Change smokeping to have pinging active/active, with alerts active/standby
Closed, ResolvedPublic

Description

ATM smokeping is active only one host at the time (netmon1002) and on failover the smokeping daemon is started on the standby host (netmon2001). RRDs are synced between the two (i.e. eqiad -> codfw normally).

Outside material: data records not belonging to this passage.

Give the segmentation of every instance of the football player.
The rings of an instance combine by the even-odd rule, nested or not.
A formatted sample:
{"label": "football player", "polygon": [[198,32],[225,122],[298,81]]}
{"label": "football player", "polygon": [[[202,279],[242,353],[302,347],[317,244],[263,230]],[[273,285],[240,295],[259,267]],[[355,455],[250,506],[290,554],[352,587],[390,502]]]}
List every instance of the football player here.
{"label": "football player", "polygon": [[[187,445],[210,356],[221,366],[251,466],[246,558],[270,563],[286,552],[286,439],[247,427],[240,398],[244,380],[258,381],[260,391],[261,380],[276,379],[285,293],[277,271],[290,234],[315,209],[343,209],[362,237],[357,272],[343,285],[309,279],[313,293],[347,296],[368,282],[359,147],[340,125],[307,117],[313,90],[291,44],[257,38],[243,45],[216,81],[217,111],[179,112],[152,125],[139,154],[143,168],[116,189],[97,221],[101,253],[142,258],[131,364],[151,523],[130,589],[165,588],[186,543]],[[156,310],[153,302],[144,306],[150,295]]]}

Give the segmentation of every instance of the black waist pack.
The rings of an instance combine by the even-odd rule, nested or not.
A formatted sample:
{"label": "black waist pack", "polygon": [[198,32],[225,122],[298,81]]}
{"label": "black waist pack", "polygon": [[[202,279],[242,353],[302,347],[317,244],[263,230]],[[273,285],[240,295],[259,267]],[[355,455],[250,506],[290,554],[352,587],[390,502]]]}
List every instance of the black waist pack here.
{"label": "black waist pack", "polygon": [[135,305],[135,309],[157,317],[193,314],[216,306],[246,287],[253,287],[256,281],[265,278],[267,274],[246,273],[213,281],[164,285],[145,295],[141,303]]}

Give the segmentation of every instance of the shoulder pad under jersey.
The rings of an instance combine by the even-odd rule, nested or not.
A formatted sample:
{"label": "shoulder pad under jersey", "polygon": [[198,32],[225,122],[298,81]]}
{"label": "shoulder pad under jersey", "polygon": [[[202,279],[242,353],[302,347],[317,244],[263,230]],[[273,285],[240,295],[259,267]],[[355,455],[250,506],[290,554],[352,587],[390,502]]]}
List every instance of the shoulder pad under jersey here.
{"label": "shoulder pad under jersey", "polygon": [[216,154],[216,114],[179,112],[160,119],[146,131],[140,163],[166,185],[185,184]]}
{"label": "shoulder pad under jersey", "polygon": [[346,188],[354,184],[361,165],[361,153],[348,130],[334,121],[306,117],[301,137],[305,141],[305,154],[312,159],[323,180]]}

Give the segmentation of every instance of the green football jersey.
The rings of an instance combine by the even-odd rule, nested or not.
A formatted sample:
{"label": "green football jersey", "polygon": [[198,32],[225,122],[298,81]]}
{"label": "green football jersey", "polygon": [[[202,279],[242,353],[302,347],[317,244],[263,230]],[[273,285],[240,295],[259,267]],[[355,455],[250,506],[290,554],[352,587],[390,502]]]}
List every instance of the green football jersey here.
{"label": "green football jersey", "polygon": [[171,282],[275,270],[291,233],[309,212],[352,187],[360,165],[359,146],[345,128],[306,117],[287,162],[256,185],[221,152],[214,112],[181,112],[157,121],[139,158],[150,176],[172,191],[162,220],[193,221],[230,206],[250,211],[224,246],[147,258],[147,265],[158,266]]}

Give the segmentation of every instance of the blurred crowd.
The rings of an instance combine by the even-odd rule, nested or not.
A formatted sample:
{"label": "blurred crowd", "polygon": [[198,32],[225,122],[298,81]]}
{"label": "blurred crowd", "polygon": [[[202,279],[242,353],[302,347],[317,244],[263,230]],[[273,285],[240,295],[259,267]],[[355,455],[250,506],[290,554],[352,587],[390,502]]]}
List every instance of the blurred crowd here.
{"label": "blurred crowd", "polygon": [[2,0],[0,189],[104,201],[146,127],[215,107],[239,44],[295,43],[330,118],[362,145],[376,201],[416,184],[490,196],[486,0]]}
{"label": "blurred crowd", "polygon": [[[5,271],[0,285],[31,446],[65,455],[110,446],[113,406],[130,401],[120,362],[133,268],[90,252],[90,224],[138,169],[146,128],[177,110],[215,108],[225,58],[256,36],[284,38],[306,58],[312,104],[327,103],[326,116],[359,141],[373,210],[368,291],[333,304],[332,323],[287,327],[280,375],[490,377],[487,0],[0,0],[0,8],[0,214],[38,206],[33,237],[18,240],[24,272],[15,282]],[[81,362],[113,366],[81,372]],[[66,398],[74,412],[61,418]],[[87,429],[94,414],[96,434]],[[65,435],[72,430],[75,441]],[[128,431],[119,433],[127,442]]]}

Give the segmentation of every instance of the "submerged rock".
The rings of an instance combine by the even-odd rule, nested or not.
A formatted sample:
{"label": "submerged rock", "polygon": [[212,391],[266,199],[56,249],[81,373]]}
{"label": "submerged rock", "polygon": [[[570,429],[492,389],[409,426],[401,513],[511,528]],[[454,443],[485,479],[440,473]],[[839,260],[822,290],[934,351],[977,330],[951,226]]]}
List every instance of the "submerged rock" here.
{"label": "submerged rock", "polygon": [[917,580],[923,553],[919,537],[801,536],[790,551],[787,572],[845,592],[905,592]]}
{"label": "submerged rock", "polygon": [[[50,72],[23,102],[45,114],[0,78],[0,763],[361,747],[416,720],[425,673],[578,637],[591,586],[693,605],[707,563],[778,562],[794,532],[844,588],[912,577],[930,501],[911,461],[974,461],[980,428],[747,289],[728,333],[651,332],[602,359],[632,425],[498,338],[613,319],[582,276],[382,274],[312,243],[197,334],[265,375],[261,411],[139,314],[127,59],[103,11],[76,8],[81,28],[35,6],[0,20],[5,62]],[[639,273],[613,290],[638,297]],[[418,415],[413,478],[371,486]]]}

This task is to propose a change in how smokeping is deployed, which should make failover easier to manage and align smokeping to existing monitoring/alerting deployments, specifically:

  • Each netmon/smokeping host is active all the time, i.e. produces its own graphs. Currently post-failover we'd see a change in e.g. latency graphs because the source of ping changes and RRDs are synced between sites.
  • Only the active smokeping host sends alerts, alternatively both hosts can send alerts
  • Failover is a DNS change (plus a puppet change if alerts are active/standby)

Event Timeline

Restricted Application added a subscriber: Aklapper. · View Herald TranscriptThu, Jul 23, 8:21 AM

👍
Good idea! I'd say send alerts only from one host as it's already quite loud (no easy way to mute alerts).
Also T169860 is most likely the future of Smokeping so no need to spend too much time on it neither.

Change 615760 had a related patch set uploaded (by Filippo Giunchedi; owner: Filippo Giunchedi):
[operations/puppet@production] smokeping: default to active/active

https://gerrit.wikimedia.org/r/615760

Change 615760 merged by Filippo Giunchedi:
[operations/puppet@production] smokeping: default to active/active

https://gerrit.wikimedia.org/r/615760

fgiunchedi closed this task as Resolved.Fri, Jul 24, 7:06 AM
fgiunchedi claimed this task.

This is done! Now both netmon2001 and netmon1002 smokeping daemons are running all the time, but only the active netmon server (netmon1002 now) will send alerts.